Every time I get out there I love it. And every time I say that I don't do it! Well, that’s a slight exaggeration, I have a go and then lapse again, as it
can be dreadful, and as I’m also sure I’ve said before, I’ve not got the time to
work the patch properly. A snatched 30 minutes here and there simply isn’t
enough time to do it justice, especially with other birders out there more or
less constantly, annoying you with good birds. This is what leads me to the “sod it” decision more often than
not. That and being at Heathrow.
Ultimately it all comes down to time and
not having enough of it. There is so much going on that free time is rare and I
can’t do everything I want to do. A day would need to be 36 hours long at least
for me to get to all the things on my list. This is why vacuuming and writing a
decent blog post about vacuuming rarely feature, I just don’t get round to it.
That post I wrote a couple of weeks ago about memory I had been wanting to do
for ages, but I kept forgetting to do it and doing something else. When I finally
got to it it was pretty easy to bash out, but I’m convinced that the time between
thinking of it and then doing it meant it lost some spontaneity. When I was a Domestic
Goddess that was all part of the fun. Mop down, keyboard out, write some
rubbish, cook dinner realise no food in the house, go shopping, cook
dinner. Which is what I've just done as it happens, cook dinner. It involved unwrapping two pizzas and turning the oven on, not exactly haute cuisine but, as ever, all I had time for. Pizza #2 was enhanced with Chorizo, and was a massive hit with the children, stratospherically better than the Margherita it started off life as. Worthy of a separate blog post? In 2009 I probably would have done it. In 2015 I simply can't be bothered. Be thankful for small mercies.
PS I've sprinkled this post with some "old life" photos. Do any long-time readers remember what it was like?
I have fond memories of the ever-looming Mount Garment...
ReplyDeleteRe the 'where is the joy?' question: tell me about it! However, I suspect that for some bloggers writing is simply in the blood, and will not be denied. In your case I'm glad.
I remember it well. And yes, it was much more amusing in the old days. But then so was mine...
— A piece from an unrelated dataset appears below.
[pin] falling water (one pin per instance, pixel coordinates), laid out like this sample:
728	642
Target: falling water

ReplyDeleteI miss the doomed-to-failure nests. Absurdly predictable, and incredibly boring when you stop and think about it, but somehow it just worked.
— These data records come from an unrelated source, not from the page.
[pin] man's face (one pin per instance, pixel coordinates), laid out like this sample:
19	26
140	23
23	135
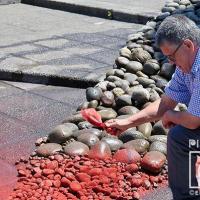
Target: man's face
179	54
DeleteThank you, I think it was because there was a narrative beyond the 'here is the list of birds that I saw today' type of thing (which I can't sustain). In a strange way I miss them too, and keep thinking that I might return to check the SNAFU status remains. But I don't. It was only a couple of mental coots after all...
ReplyDeleteI was always in awe of how you even dared to try twitching with the kids in tow (in toe - aaaaargh not the toe photos!) - we went on a family twitch this afternoon to see the local american bittern. The kids were moaning a bit cos the bird wasn't on show. And then it stuck its head up. And the kids went nuts cos they'd seen it. Then it disappeared and they started moaning again. Then it reappeared and they went nuts again. Then it disappeared and we went home.
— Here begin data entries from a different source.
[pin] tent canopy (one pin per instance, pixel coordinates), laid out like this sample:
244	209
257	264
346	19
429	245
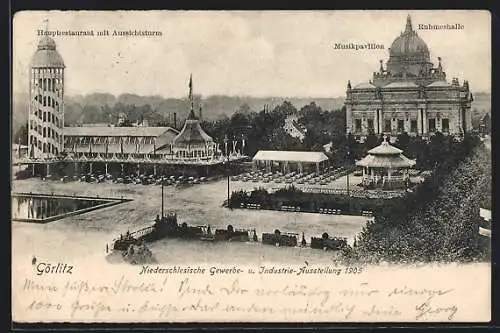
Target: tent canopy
290	156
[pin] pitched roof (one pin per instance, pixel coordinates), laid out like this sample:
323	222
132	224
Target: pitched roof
118	131
192	134
290	156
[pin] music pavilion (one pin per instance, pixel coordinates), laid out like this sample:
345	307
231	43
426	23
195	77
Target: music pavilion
141	149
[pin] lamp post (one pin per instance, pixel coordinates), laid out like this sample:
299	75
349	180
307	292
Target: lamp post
162	197
227	168
348	159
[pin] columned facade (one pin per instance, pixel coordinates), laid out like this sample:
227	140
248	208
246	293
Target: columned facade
409	95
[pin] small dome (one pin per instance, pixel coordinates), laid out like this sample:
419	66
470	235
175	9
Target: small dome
385	149
365	85
439	84
46	55
402	84
46	43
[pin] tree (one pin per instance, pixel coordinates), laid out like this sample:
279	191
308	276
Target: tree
403	141
371	141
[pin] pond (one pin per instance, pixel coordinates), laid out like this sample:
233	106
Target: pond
42	208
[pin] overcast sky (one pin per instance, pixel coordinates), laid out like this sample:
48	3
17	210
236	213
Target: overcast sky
286	54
ReplyDeletemy blog is really boring. it was ever thus. except now i can do crap photos.
ho hum
The fact is in those days you had less stress, more time and young kids to help create some of your best stuff. Even though now your time of less your own, your blog is still one of the go-to reads. Long may it continue.
ReplyDeletecheers for the comments all, maybe I'm on the way back.